Scott picks up the Professor from the University and drops him off at the old house following a lunch Louie gave for the Association of Electrical Engineers at the Country Club. He says Louie was a good host but that the whole luncheon was about Tom Outland. Scott says that, though he was asked to speak about Outland as a friend, he is beginning to feel that Outland was just an idea and never a man.
This remark makes the Professor recall his first meeting with Outland, which occurred one spring day when Outland found his way to the Professor’s garden and announced that he wanted to attend the University. He was a tall, cowboy-ish, well-built young man from New Mexico and impressed the Professor favorably. Outland’s difficulty was that he had never attended high school but wanted to attend college all the same on the strength of tutoring by a French priest named Father Duchene. The Professor quizzed him on Latin and Spanish, and Outland admitted he’d never studied math or science. He explained to the Professor that he had sought him out instead of the registrar because he had read an article by him in a magazine. Outland also explained he had some money and was willing to work both academically and for money in order to enter the University the following fall.
Outland was an orphan who was adopted by a locomotive engineer named O’Brien and his wife after his pioneer parents died moving west across Kansas. He had worked as a call boy for freight trains and then worked as a cattleman. He goes into lunch with the Professor, Lillian and the two girls, and, after he falls awkwardly down the stairs, Lillian questions him about Indian pottery.
It emerges that Outland is a type of explorer who has excavated some of the cliff-dweller sites in the Southwest and has brought examples of pottery with him. He makes a present of one to Lillian and presents of two bits of turquoise to the girls. The whole family is impressed by Outland, principally by his generosity.
That summer, Outland studied and showed an aptitude for math. He was virtually adopted by the family, and Lillian found him housing and suitable clothing. He also was often at the house and played with the girls. From one of his comments to the girls it emerged that his father died of a cramp while swimming and that his mother died of illness soon after. She omitted to tell those around her, including his adoptive parents the O’Briens, how old he was, so he remained in ignorance of that fact, and also of his birthday.

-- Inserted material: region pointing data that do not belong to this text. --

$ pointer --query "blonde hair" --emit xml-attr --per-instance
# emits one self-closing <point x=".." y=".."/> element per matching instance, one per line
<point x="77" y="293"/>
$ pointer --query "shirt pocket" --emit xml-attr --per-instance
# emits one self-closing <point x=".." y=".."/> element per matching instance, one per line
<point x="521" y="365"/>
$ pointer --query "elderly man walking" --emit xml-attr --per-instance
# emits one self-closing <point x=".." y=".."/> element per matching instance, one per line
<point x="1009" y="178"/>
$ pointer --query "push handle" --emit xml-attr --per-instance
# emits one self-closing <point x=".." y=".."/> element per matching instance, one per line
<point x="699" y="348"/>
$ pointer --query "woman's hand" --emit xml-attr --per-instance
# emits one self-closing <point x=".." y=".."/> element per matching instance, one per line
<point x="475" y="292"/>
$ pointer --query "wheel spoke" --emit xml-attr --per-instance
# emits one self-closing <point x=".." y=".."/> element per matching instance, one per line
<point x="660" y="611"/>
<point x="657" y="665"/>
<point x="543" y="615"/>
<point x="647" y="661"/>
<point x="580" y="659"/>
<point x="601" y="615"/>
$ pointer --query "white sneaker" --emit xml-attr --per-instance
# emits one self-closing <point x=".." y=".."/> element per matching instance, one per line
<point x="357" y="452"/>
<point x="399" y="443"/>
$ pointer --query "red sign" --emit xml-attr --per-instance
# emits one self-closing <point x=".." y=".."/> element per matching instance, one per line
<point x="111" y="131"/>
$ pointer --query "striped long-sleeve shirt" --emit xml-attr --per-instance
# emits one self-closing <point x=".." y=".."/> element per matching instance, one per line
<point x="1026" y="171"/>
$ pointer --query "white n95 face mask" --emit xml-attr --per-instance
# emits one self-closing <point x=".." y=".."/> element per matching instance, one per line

He told stories of his life to the children, who heard about his adventures in the West with his good friend Roddy. His interaction with the Misses St. Peter was important to him; he was constantly at the house telling them stories and enjoying the hero worship he received from them.
In the present once more, the Professor reflects nostalgically on the happy family memories made in his old house, and connects his nostalgia specifically to his daughters.
This section contains the reader’s introduction to Outland the man. Hitherto he has been an almost mythical figure, as Scott implies, an idea that took the quiet family life of the St. Peters by storm and went away again, leaving treasure in his wake.
Outland is presented as a genius in math and a fair hand at Latin and Spanish. He is a stereotype of the honorable American cowboy who is quixotic and idealistic in personal relationships; this characteristic is displayed mostly by his generous gifts to Rosamund, Kathleen and Lillian.
Cather also uses this generosity to show that Outland is not one to count dollars and cents; he doesn’t value objects for their monetary worth but for their beauty and for their ability to make others happy. As such, Cather places him squarely in the Professor’s camp of art-religion-history as opposed to the enemy camp of science-technology-materialism.
This placement is a little odd given the fact that Outland is a brilliant scientist, and is later known to the world as the inventor of the revolutionary Outland vacuum, but his behavior and the values he evidently espouses, not only in this chapter but throughout the novel, place him squarely in the Professor’s camp.
Outland is presented as a true stranger to the Professor’s world; he is a self-made man who lacks education but is socially and academically acceptable in spite of it. His background makes him almost a foreigner to the tight academic world of Hamilton, but in spite of this “otherness,” Outland is embraced, not only by the Professor, but by his family and the community.